Public wants pharma to reveal carbon footprint of drugs

CO2 emissions
Adrian Balasoiu

A survey has found that there is strong consumer support for pharma manufacturers to disclose the carbon footprint of their medicines, amid rising public scrutiny of the environmental credentials of big business.

The poll of more than 1,300 people from the US, UK, France, and Australia found that 84% were in favour of a medicine’s carbon footprint being disclosed, with the same proportion indicating it is important for health systems to try to reduce carbon emissions related to medicines.
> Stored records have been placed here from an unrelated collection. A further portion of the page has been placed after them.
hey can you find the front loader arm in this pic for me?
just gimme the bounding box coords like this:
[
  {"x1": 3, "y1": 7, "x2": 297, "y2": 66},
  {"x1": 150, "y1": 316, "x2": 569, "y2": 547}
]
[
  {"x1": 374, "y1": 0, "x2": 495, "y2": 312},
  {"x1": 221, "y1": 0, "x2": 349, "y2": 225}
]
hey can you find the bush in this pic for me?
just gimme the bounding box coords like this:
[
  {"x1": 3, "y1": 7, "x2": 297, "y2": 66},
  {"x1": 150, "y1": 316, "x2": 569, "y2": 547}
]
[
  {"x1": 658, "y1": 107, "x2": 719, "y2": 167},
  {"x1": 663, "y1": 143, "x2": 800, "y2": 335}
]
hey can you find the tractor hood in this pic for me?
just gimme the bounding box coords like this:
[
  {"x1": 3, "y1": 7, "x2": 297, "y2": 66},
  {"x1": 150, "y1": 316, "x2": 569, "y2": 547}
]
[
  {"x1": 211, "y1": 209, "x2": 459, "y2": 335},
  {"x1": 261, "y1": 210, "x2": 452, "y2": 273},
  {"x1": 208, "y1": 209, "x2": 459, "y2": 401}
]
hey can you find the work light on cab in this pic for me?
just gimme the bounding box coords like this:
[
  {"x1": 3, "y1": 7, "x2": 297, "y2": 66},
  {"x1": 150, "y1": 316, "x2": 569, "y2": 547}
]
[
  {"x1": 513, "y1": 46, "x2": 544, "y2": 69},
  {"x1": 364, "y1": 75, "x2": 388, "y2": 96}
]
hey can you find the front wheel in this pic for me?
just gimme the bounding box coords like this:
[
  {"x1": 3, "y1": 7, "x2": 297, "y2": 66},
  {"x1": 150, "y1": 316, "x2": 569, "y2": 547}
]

A smaller, but still sizeable, 73% of respondents felt it was important for doctors to have access to carbon footprint information when deciding which medicines to prescribe, and 84% were in favour of drugs with a lower footprint being chosen if costs were the same.

Overall, the healthcare sector has been estimated to contribute 4.4% of global emissions, with studies in the UK and France estimating that medicines account for 25% and 33%, respectively, leading to calls for the industry to shoulder the burden of reducing its impact.

The survey, by sustainable medicines non-profit YewMaker, found “remarkable consistency” between the four nations taking part, although, it also found that very few people had considered the environmental impact of medicines before taking part.

73% of respondents said they considered it important for doctors to have access to carbon footprint information when prescribing medicines, while 53% wanted to have that information for themselves.

More than 60 healthcare systems around the world have already committed to achieving net zero carbon emissions, including the NHS in the UK, which has set a target of 2045 to achieve that goal, making it essential to address medicine-related emissions, said YewMaker.

One big obstacle to achieving reductions is that getting a handle on the true carbon footprint of a medicine can be challenging because so many of the emissions are from external sources (Scope 3), rather than from their own activities (Scope 1 and 2).

As of last year, less than half of the top 100 companies had made time-bound commitments to net zero, although, 52 had started reporting actual emissions.

One company that has made a strong pledge in this area is AstraZeneca, whose Ambition Zero Carbon initiative has the target of reducing emissions from its operations and fleet by 98% by 2026. The company is also funding a $400 million reforestation programme that it says will help to remove its “residual emissions” from the atmosphere from 2030 onwards.

YewMaker is developing a toolkit to help companies gauge the carbon footprint of their medicines, the MCF Classifier, and has said it will be providing more information on that later this year.

“It’s encouraging to see that our commitment resonates with the views of patients and the public, who overwhelmingly support the health sector’s commitment to reducing the carbon footprint of medicines,” commented YewMaker’s founder and chief executive, Nazneen Rahman

“This mission, and the mission of Net Zero healthcare, is not just a responsibility, it’s a shared commitment. It’s what healthcare owes to society, and it’s what the public rightly expects from healthcare.”